Position: Finally, multiply the 600 by 0.25 to determine the volume of concrete required for the pad which, in this case, is 150 cubic feet by a concrete batch mixer . Concrete is ordered and produced in quantities of cubic yards. To calculate the number of cubic yards required for the pad, divide the cubic feet of the pad by 27. This is required because there is 27 cubic feet in 1 cubic yard. Therefore, the concrete pad described in the previous paragraph, which has a volume of 150 cubic feet, requires 5.56 cubic yards of concrete: 150 cubic feet divided by 27 = 5.56 cubic yards. Concrete projects often present varying degrees of difficulty; therefore, extra concrete is required to compensate for these difficulties. Once the total number of cubic yards of concrete is computed, add a little extra, normally 10 percent, to compensate for waste. To calculate the excess needed, multiply the cubic yards by .10 (10 percent). In the above case, multiply 5.56 cubic yards by .10 to get 0.556 cubic yards. Add the 0.556 cubic yards to the 5.56 cubic yards for a total of 6.116 or 6.12 cubic yards required for the concrete pad.
BATCHING CONCRETE
Batching control is the process of weighing or volumetricall measuring and introducing into a concrete batch mixer the ingredients for a batch of concrete. To produce a uniform quality concrete mix, measure the ingredients accurately for each batch. Most concrete specifications require that the batching be performed by weight, rathcr than by volume, because of inaccuracies in measuring aggregate, especially damp aggregate. Water and liquid air-entraining admixtures can be measured accurate]y by either weight or volume. Batching by using weight provides greater accuracy and avoids problems created by bulking of damp sand. Volumetric batching is used for concrete mixed in a continuous batch mixer, and the mobile concrete mixer (crete mobile) where weighing facilities are not at hand.

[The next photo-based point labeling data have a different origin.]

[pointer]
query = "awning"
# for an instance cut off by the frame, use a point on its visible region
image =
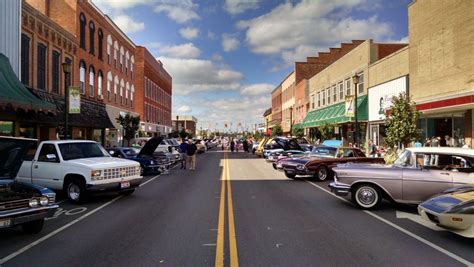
(13, 93)
(336, 114)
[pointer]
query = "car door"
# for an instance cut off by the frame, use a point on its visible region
(428, 175)
(46, 169)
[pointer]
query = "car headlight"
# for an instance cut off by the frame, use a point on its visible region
(33, 203)
(44, 201)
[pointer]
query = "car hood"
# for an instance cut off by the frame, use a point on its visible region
(150, 147)
(10, 190)
(104, 162)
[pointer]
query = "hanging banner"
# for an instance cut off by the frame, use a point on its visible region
(350, 106)
(74, 100)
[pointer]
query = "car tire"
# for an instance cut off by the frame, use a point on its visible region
(76, 191)
(33, 227)
(127, 192)
(322, 173)
(366, 196)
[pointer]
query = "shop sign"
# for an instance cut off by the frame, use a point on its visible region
(74, 100)
(381, 97)
(350, 106)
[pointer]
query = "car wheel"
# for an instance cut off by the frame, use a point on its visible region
(128, 192)
(322, 173)
(33, 227)
(76, 191)
(366, 196)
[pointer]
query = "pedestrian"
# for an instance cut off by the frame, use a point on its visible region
(191, 155)
(183, 149)
(232, 146)
(372, 149)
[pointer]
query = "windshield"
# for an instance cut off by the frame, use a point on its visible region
(71, 151)
(329, 152)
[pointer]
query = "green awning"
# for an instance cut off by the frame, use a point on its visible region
(336, 114)
(14, 93)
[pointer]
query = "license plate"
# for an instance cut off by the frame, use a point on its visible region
(5, 223)
(124, 185)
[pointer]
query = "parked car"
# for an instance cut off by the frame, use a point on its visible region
(148, 163)
(322, 160)
(416, 175)
(453, 210)
(21, 204)
(79, 168)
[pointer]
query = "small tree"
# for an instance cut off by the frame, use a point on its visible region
(401, 124)
(130, 126)
(277, 131)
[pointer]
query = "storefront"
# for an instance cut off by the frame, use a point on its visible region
(335, 119)
(380, 101)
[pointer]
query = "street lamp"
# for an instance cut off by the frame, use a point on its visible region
(355, 80)
(67, 72)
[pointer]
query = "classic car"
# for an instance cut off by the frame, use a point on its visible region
(322, 159)
(148, 163)
(416, 175)
(453, 210)
(21, 204)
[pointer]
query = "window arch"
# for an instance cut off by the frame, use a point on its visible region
(116, 83)
(82, 75)
(91, 37)
(100, 40)
(82, 32)
(109, 47)
(91, 80)
(110, 80)
(100, 76)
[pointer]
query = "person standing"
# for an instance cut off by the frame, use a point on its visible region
(183, 149)
(191, 155)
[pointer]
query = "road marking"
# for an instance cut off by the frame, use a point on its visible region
(403, 230)
(220, 227)
(417, 219)
(234, 260)
(57, 231)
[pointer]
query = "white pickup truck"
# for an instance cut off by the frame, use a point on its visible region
(79, 168)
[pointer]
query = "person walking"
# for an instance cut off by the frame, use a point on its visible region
(191, 155)
(183, 149)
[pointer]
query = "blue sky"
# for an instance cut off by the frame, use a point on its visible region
(226, 56)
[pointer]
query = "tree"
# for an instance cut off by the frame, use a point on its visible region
(277, 131)
(130, 126)
(401, 124)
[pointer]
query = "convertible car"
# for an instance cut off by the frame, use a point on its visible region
(416, 175)
(321, 160)
(453, 210)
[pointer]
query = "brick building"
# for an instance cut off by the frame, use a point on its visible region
(153, 94)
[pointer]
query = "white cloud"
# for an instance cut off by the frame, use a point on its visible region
(189, 32)
(240, 6)
(187, 50)
(199, 75)
(127, 24)
(184, 109)
(229, 42)
(257, 89)
(308, 25)
(178, 11)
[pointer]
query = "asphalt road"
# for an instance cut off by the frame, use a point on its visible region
(234, 209)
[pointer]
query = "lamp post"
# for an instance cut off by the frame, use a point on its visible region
(67, 72)
(355, 80)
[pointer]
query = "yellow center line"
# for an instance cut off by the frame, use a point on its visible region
(220, 228)
(234, 260)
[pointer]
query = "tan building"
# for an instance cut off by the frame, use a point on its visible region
(387, 78)
(329, 89)
(442, 67)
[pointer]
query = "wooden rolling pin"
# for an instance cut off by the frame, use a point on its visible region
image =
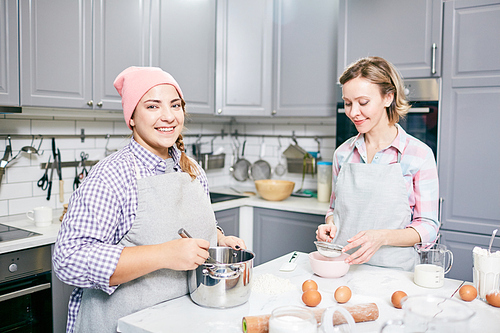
(360, 313)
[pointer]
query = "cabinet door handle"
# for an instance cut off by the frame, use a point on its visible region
(440, 211)
(433, 64)
(26, 291)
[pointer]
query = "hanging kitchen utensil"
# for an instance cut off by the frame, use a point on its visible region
(76, 181)
(54, 167)
(5, 159)
(30, 149)
(43, 182)
(280, 169)
(59, 173)
(260, 169)
(84, 172)
(242, 166)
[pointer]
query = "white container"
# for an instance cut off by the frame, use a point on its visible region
(324, 181)
(289, 319)
(486, 271)
(41, 215)
(431, 264)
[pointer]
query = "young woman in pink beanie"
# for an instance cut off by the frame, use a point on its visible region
(119, 242)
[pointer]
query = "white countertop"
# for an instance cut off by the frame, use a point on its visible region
(49, 234)
(368, 284)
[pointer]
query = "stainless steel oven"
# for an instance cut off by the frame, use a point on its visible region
(25, 291)
(421, 121)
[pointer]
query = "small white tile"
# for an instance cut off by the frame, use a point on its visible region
(15, 126)
(48, 127)
(24, 174)
(4, 208)
(12, 191)
(20, 206)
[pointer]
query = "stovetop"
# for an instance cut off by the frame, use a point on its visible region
(8, 233)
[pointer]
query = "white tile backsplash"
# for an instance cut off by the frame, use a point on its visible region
(19, 191)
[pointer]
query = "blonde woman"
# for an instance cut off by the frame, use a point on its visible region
(385, 184)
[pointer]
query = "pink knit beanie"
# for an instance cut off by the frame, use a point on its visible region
(135, 82)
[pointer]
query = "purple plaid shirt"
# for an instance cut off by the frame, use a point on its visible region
(101, 211)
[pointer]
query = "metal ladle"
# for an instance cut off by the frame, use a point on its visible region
(30, 149)
(184, 234)
(328, 249)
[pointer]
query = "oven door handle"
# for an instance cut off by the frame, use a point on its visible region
(26, 291)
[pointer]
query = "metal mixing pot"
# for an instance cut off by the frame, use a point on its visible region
(224, 284)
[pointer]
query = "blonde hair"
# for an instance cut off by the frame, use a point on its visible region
(187, 165)
(382, 73)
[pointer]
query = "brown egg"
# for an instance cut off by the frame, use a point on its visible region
(342, 294)
(309, 285)
(493, 298)
(311, 298)
(467, 293)
(396, 298)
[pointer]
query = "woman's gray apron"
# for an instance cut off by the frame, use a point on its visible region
(166, 203)
(373, 196)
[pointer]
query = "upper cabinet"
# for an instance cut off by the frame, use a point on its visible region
(71, 51)
(244, 57)
(305, 58)
(405, 32)
(276, 58)
(9, 74)
(469, 181)
(183, 35)
(231, 57)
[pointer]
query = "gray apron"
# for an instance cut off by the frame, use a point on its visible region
(373, 196)
(166, 203)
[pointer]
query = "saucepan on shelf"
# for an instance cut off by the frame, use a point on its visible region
(274, 189)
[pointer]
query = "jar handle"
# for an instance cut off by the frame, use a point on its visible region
(450, 261)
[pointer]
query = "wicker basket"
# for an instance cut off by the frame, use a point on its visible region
(211, 161)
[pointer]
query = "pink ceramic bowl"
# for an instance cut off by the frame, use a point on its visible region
(328, 267)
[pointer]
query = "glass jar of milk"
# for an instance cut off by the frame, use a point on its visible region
(431, 264)
(324, 181)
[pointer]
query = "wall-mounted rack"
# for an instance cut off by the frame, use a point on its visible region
(222, 134)
(83, 136)
(279, 136)
(70, 164)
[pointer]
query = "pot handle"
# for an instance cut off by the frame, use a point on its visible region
(212, 270)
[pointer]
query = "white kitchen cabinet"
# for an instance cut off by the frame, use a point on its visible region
(183, 35)
(305, 58)
(9, 75)
(71, 51)
(469, 181)
(278, 232)
(244, 57)
(405, 32)
(276, 58)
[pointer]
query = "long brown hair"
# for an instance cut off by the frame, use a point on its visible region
(382, 73)
(187, 165)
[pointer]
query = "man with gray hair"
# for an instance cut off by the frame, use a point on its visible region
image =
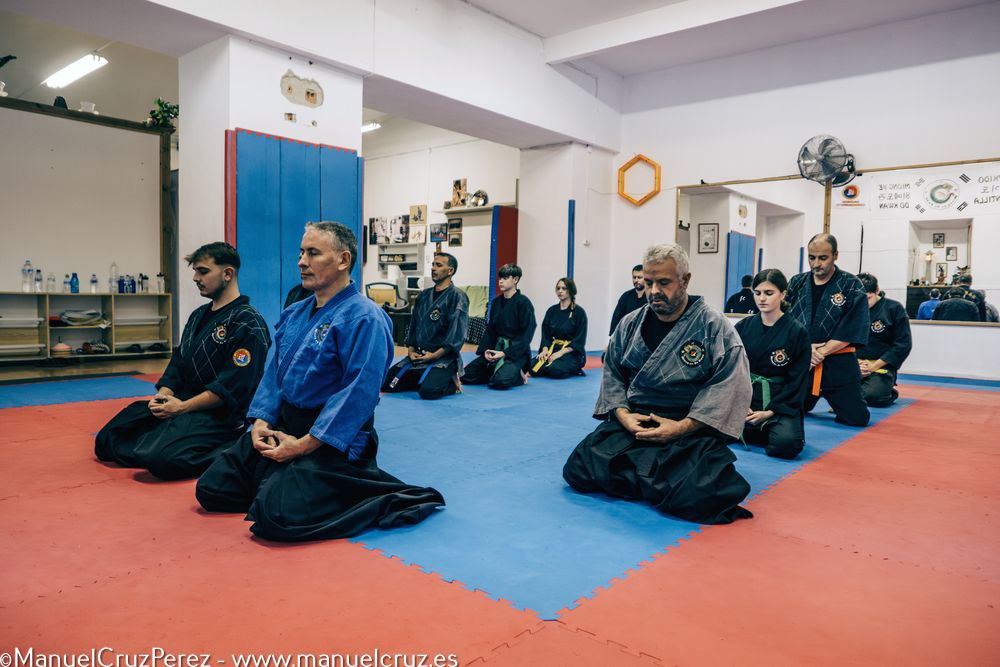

Specifications generally require that materials be measured in individual batches within the following percentages of accuracy: cement 1%, aggregate 2%, water 1%, and air-entraining admixtures 3%. Equipment within the batching plant should be capable of measuring quantities within these tolerances for the smallest to the largest batch of concrete produced. The weighing accuracy of the batching equipment must be checked and adjusted when neccessary. Mixing Concrete Concrete should be mixed until it is uniform in appearance and all the ingredients are evenly distributed. Concrete batch mixers should not be loaded above their rated capacities and should be operated at approximately the speeds for which they were designed. If the blades of the mixer become worn or coated with hardened concrete, the mixing action will be less efficient. Worn blades should be replaced and the hardened concrete removed periodically, preferably after each production of concrete. When a transit batch mixer (TM) (fig. 7-1) is used for mixing concrete, 70 to 100 revolutions of the drum at the rate of rotation designated by the manufacturer as mixing and batching speed are usually required to produce the specified uniformity. No more than 100 revolutions at mixing and batching speed should be used. All revolutions after 100 should be at a rate of rotation designated by the manufacturer as agitating speed. Agitating speed is usually about 2 to 6 revolutions per minute, and mixing and batching speed is generally about 6 to 18 revolutions per minute.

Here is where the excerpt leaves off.